Thanks, Josh and Linda. Yes, this is more or less what I'm after. Deciding the data source will be the key I think. For music, LC Class won't work well. Most of the music journals fall into ML1 (for music journals published in the U.S.) or ML5 (for journal published elsewhere) so there isn't much granularity there. A few of them fall into specific classifications, like ML410 for journals devoted to a single composer. Still, just within ML5 you might have a journal on Medieval music and one on 20th century music theory. LC Class might work better for other disciplines, though.
As Linda mentioned, LCSH would probably be problematic too, because they're so specific. However, we could try it by looking for 650 fields and then the word "Periodicals," which is used a subdivision. Worth trying.

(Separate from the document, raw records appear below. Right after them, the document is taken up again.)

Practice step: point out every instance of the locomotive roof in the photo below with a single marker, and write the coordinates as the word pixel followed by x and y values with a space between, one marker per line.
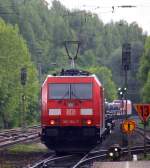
pixel 90 76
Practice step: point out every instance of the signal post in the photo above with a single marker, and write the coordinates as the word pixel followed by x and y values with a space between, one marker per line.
pixel 23 79
pixel 126 64
pixel 143 111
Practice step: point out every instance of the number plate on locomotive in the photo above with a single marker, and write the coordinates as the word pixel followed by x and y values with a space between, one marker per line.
pixel 71 112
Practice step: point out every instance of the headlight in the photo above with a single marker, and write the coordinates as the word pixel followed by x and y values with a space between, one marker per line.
pixel 54 112
pixel 86 111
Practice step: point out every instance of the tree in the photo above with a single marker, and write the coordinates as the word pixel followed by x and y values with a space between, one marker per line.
pixel 14 55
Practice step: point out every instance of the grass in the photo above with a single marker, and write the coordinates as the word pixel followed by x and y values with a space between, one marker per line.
pixel 27 148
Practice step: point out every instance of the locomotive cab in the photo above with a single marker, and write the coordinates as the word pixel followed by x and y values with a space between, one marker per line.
pixel 72 111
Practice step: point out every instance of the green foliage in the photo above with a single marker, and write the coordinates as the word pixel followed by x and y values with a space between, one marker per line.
pixel 14 55
pixel 105 77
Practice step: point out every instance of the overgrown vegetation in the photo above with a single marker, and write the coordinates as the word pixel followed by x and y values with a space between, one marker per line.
pixel 44 31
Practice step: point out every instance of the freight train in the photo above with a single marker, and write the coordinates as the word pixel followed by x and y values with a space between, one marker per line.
pixel 72 113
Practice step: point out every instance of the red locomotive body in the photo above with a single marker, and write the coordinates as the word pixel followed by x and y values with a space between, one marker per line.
pixel 72 114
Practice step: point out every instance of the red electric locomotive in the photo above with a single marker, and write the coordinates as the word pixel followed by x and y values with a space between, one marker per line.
pixel 72 114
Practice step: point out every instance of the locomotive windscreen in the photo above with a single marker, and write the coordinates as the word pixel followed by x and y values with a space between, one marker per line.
pixel 70 91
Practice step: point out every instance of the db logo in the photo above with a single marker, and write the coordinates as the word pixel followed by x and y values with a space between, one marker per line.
pixel 71 112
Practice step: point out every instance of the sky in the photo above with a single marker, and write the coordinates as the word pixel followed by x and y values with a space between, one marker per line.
pixel 108 10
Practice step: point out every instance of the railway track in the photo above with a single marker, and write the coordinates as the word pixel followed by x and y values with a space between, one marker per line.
pixel 14 136
pixel 76 161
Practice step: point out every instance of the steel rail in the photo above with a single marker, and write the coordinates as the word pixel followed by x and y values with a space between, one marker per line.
pixel 46 161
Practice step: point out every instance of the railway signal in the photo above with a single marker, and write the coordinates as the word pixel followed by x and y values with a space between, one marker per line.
pixel 128 126
pixel 23 76
pixel 143 111
pixel 126 56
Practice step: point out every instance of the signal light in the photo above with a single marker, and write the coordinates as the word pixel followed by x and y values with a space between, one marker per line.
pixel 88 122
pixel 23 76
pixel 114 152
pixel 52 122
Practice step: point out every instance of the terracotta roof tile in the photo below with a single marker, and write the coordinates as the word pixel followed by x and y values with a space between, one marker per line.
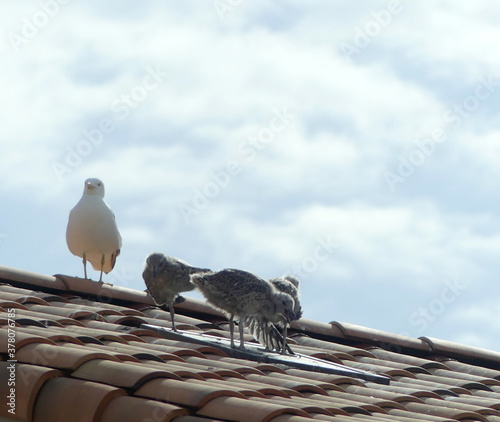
pixel 174 350
pixel 354 331
pixel 103 306
pixel 406 359
pixel 192 393
pixel 240 366
pixel 455 403
pixel 184 370
pixel 120 374
pixel 65 399
pixel 292 382
pixel 454 349
pixel 156 313
pixel 340 350
pixel 102 348
pixel 202 348
pixel 56 334
pixel 46 319
pixel 61 311
pixel 443 411
pixel 59 357
pixel 81 340
pixel 27 278
pixel 246 410
pixel 139 352
pixel 29 381
pixel 22 339
pixel 137 409
pixel 316 407
pixel 472 369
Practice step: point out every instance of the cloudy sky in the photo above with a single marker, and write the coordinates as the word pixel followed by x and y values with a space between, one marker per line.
pixel 353 145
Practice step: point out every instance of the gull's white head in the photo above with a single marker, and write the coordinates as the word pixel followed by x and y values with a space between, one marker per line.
pixel 94 186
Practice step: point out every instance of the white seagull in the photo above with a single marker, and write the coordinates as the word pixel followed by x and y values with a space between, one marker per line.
pixel 92 233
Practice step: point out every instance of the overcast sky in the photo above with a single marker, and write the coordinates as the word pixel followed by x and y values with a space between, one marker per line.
pixel 356 146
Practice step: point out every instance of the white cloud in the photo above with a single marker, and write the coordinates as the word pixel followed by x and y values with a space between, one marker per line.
pixel 321 175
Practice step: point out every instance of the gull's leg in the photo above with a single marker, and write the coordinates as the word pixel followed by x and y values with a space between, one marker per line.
pixel 172 313
pixel 102 267
pixel 285 333
pixel 242 342
pixel 231 329
pixel 84 260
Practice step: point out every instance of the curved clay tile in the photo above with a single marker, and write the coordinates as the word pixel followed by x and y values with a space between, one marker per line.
pixel 66 399
pixel 127 408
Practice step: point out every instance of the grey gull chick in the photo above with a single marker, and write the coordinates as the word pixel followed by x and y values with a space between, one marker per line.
pixel 166 277
pixel 243 294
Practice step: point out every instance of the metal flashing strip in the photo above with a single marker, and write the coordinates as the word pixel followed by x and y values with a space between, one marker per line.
pixel 256 353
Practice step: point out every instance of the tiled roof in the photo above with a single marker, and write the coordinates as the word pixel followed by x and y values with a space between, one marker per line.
pixel 84 354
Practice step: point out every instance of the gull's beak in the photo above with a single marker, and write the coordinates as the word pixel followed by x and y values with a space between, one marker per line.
pixel 289 315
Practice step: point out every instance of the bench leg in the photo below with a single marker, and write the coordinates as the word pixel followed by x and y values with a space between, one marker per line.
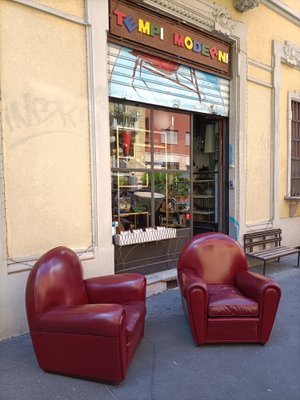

I was hoping that either EBSCOnet or Ulrich's would have it's own taxonomy but I just checked both and they seem to use LC Class and Dewey. I don't know if Dewey would be useful.
Hmm...
If you’re going to get a report from Aleph for the ISSNs, then you could get the classification numbers in the same report. Then your challenge would be writing code that would convert the class numbers to their subject categories.
Linda
From: Steve Henry [mailto:notifications@github.com] Sent: Thursday, November 07, 2013 9:26 AM To: umd-coding-workshop/website Cc: Linda Seguin Subject: Re: [website] Find subject categories for a list of ISSNs and add them to a spreadsheet (#22)
— Reply to this email directly or view it on GitHubhttps://github.com/umd-coding-workshop/website/issues/22#issuecomment-27968464.
Thanks, @lseguin!
I wonder if LC's Linked Data service might be useful:
Here's their record for books or journals about jazz: http://id.loc.gov/authorities/classification/ML3505.8-ML3509.html
This project now has a repo! https://github.com/umd-coding-workshop/journal-review
This is something that came up in a meeting of UMD selectors and collection management people last week.
The Libraries will be doing a survey with faculty to determine how important our serials subscriptions are.
Faculty will be asked to look at a list of our subscriptions and rank them in some way (i.e., Can NEVER cancel, could do without, etc.).
We'll be using some kind of tool developed by NC State for this. I can add the link when I find it.
The lists of subscriptions will be sorted by fund code only. So, all the music journals will be listed on one spreadsheet. This includes academic musicology journals, trade magazines for instrumentalists, music education journals, and so on.
At the meeting, some selectors expressed a desire to further subdivide the lists. So, for me, maybe I would want to separate out the music education journals from the music theory journals, since a music theorist might not be interested at all in music education. The situation is maybe even more acute for something like English literature that has several hundred subscriptions.
So, I'm wondering if there's a way to take the list of ISSNs that will be in the spreadsheet, feed them through something and have the something spit back out useful subject categories. I know this is possible with Aleph or Worldcat. I'm also wondering if Ulrich's offers a Web service that might do something similar, maybe with simpler subcategories. Maybe some other options out there too.